The winner of comparison is the object which has more aspects.

In [98]:
comparing_pair = {}

In [99]:
if len(obj_a_aspects) > len(obj_b_aspects):
    comparing_pair['winner_aspects'] = obj_a_aspects
    comparing_pair['loser_aspects'] = obj_b_aspects
    comparing_pair['winner'] = obj_a
    comparing_pair['loser'] = obj_b
else:
    comparing_pair['winner_aspects'] = obj_b_aspects
    comparing_pair['loser_aspects'] = obj_a_aspects
    comparing_pair['winner'] = obj_b
    comparing_pair['loser'] = obj_a

## Generating response

Using templates

In [62]:
from template_generation.template_generation import generate_template

In [63]:
generate_template(comparing_pair, mode="extended")

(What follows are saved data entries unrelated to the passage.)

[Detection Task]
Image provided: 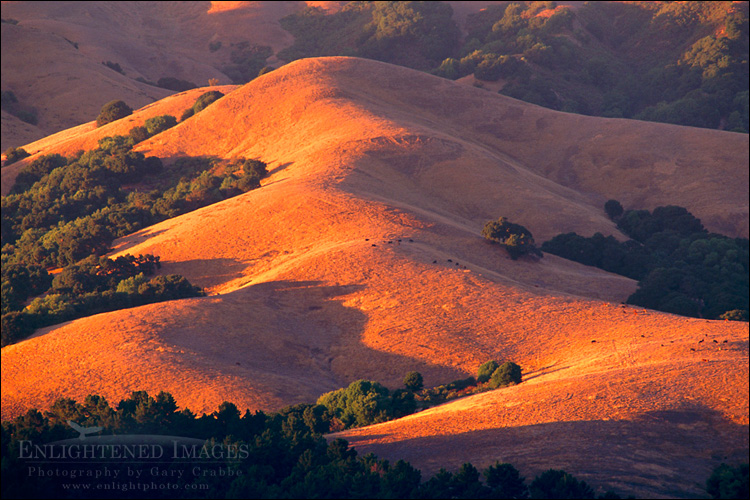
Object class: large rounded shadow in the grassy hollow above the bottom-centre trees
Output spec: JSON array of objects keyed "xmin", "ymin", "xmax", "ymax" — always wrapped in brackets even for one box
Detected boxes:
[{"xmin": 154, "ymin": 281, "xmax": 463, "ymax": 410}]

'after much thought, I realized that  python is better, because: compile, better language, easier, syntax, simpler syntax, apps, simpler, quicker, performance, slower, easier ways. But you should know that java is: faster, comparable, productivity, bad'

Getting a brief summary using text rank.

In [64]:
from gensim.summarization.textcleaner import split_sentences
from gensim.summarization.summarizer import summarize

In [65]:
rows = asp_df[asp_df.aspect.isin(aspects)]

In [66]:
sentences = ""
for row in range (rows.shape[0]):
    sentence = asp_df.iloc[row]['sentence'] + " "
    if sentence not in sentences:
        sentences += sentence

In [67]:
if len(split_sentences(sentences)) > 10:
    summary = str(summarize(sentences, split=False, word_count=30))

In [68]:
print(summary)

Python runs slower than Java .
Python isn't just Java without the compile .
much slower in python than in java.
much slower in python than in java.


In [55]:
from Demo import one_liner
import gensim.downloader as api



You can test what the demo by using the oneliner below (it only requires the w2v model)  
response - sentence containing aspects of products generated using templates  
summary - brief summary of sentences gathered from Elasticsearch

In [56]:
# w2v_model = gensim.models.KeyedVectors.load_word2vec_format('GoogleNews-vectors-negative300.bin', binary=True)
# w2v_model = api.load('word2vec-google-news-300')

In [None]:
obj_a = "play station"
obj_b = "xbox"
user = "reader" # username in Elasticsearch
password = "reader" # password in Elasticsearch

response, summary = one_liner(obj_a, obj_b, user, password, w2v_model)

In [49]:
response

'i came to the conclusion that play station is better, because: much, ill, fun abilities, useful, fun, smart design, better target, free, reliable, much video games, bumpers, rubbish, price tag, price, investors, current market dominance, apprehension, order, powerful consoles, candy, stocking, solder toys, bit bigger, x2 inches, numbers, works, cheaper, free games, better deal, better graphics, touch screen, coarse flipping, resistance bs, liberation, bad system, overall. But it will be useful for you to know that xbox is: play, control, graphics, comparison, better situation, greater sales, form, sale, last, bluray drive, disk, trading games, powerful, console sales, size, cheap, best, hard, secure'

In [50]:
summary

"One great feature on this then, is the free play station network, which is also much more reliable than Xbox LIVE.\nPersonally I prefer the Xbox controller and I've heard that live is a more complete online experience than what play station offers."